Economy

European stocks close higher on easing oil prices, hopes for coordinated supply response

Brent crude retreat and expectations of strategic stockpile release support risk appetite across European markets

Mücahithan Avcıoğlu  | 10.03.2026 - Update : 10.03.2026
European stocks close higher on easing oil prices, hopes for coordinated supply response

ISTANBUL

European stock markets closed with gains on Tuesday as oil prices declined and expectations of coordinated action by major economies to stabilize energy supplies improved investor sentiment.

Global markets rebounded after volatility at the start of the week when oil prices surged. Brent crude, which had climbed to around $120 per barrel, retreated to about $83. Remarks by US President Donald Trump suggesting the conflict with Iran was close to ending also supported risk appetite.

With broad-based gains across sectors, the benchmark Stoxx Europe 600 index rose 1.88% to 606.12 points.

Among major markets, London’s FTSE 100 gained 1.59% to 10,412.24, while Germany’s DAX 40 rose 2.39% to 23.968.63

France’s CAC 40 advanced 1.79% to 8,057.36, and Italy’s FTSE MIB 30 also climbed 2.67% to 45,201.69.

The euro/dollar exchange rate was trading 0.1% higher at 1.1642 as of 1810 GMT.

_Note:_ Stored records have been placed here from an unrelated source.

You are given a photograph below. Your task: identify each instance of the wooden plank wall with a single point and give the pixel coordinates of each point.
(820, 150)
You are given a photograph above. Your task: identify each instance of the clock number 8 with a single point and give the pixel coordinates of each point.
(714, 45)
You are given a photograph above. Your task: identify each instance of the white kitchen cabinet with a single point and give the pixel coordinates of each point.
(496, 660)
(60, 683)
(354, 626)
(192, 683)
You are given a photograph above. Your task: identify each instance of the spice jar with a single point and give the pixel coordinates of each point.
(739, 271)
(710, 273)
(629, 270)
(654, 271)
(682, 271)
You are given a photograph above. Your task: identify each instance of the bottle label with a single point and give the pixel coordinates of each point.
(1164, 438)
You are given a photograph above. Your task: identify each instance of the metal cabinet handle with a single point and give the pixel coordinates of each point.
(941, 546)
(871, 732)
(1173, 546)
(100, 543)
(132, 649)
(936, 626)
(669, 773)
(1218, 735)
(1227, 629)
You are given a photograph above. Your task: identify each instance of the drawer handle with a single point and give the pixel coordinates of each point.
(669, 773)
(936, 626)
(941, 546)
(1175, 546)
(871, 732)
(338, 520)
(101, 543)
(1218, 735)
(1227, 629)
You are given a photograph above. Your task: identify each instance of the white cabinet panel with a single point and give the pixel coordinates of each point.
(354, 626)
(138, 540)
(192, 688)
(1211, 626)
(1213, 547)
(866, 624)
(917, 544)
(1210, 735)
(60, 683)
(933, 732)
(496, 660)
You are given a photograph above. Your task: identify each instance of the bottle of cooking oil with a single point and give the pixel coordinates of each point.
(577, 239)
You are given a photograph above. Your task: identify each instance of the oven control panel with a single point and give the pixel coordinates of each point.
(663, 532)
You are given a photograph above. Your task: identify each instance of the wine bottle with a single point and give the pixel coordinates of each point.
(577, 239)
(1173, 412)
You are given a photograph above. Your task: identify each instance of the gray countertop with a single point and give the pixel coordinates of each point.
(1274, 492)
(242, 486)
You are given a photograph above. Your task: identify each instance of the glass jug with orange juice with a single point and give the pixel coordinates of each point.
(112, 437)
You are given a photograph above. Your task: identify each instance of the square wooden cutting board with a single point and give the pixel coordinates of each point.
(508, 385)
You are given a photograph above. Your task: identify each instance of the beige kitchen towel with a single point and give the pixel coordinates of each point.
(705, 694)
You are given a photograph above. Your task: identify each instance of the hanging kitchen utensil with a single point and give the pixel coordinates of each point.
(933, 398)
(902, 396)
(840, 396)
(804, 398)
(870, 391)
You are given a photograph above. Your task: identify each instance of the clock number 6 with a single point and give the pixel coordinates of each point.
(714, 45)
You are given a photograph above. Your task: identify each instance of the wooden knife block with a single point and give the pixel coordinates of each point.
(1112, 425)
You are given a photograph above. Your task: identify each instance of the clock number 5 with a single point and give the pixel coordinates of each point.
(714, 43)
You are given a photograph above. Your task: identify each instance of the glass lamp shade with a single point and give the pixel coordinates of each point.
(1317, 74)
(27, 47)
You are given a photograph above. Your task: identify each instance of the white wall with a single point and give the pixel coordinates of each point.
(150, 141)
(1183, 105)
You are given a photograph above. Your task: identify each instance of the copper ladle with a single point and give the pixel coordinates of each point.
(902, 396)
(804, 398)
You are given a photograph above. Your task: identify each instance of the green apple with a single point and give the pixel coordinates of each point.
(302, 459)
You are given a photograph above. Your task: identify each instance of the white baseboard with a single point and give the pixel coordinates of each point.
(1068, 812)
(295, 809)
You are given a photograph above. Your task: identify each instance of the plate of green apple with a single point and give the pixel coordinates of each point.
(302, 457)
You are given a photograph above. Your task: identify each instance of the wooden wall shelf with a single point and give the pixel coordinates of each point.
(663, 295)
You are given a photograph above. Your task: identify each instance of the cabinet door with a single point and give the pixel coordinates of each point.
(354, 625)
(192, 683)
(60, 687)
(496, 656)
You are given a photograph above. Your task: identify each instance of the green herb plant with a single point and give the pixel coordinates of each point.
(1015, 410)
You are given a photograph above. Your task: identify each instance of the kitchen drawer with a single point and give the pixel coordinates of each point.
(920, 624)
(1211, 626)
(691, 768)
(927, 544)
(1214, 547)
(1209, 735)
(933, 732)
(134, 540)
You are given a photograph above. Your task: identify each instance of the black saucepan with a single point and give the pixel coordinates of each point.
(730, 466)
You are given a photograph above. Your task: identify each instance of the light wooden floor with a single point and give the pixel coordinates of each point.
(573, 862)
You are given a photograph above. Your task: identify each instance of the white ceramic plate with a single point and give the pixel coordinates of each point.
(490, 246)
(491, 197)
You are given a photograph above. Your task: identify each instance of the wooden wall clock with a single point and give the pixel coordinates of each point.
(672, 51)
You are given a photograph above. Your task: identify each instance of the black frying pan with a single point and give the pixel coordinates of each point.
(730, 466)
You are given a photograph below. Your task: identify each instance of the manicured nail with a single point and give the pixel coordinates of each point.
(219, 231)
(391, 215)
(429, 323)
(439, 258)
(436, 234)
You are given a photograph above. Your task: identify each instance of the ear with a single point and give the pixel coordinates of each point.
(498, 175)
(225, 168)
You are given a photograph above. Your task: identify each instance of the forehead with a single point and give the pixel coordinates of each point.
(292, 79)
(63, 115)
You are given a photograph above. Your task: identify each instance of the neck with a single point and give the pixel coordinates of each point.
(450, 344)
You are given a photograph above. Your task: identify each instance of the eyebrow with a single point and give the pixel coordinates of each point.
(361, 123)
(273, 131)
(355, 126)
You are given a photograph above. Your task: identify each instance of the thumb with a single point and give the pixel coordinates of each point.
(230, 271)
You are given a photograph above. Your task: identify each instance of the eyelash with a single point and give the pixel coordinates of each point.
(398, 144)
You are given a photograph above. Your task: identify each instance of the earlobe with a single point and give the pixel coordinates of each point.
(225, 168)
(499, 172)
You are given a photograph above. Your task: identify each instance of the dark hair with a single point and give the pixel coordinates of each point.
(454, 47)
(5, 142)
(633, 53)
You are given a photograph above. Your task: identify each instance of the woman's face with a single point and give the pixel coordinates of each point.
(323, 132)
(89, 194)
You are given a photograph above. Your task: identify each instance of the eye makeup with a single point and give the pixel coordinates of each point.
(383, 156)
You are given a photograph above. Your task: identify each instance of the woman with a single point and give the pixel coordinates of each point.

Investor focus also turned to a virtual meeting of G7 energy ministers, attended by International Energy Agency (IEA) Executive Director Fatih Birol, where discussions included potential measures to safeguard energy supply, including the release of emergency oil reserves.

Airline shares lead gains

Airline stocks were among the main beneficiaries of the decline in oil prices. Shares of Lufthansa Group rose 7.9%, while Air France-KLM and Ryanair gained 3.2%.

Banking stocks also advanced, with Deutsche Bank rising 3.4% and Commerzbank gaining 4.5%. Volkswagen shares climbed 2.8% after reporting annual results that exceeded expectations, while Siemens Energy ended the session 6% higher.

Cautious outlook remains

Economic data remained in the background as geopolitical developments dominated markets. Germany’s Federal Statistical Office (Destatis) reported that exports fell 2.3% month-on-month in January to €130.5 billion ($151.8 billion).

Analysts said that although easing oil prices and expectations of coordinated supply measures supported markets, investors remain cautious amid uncertainty surrounding developments in the Strait of Hormuz and broader geopolitical risks.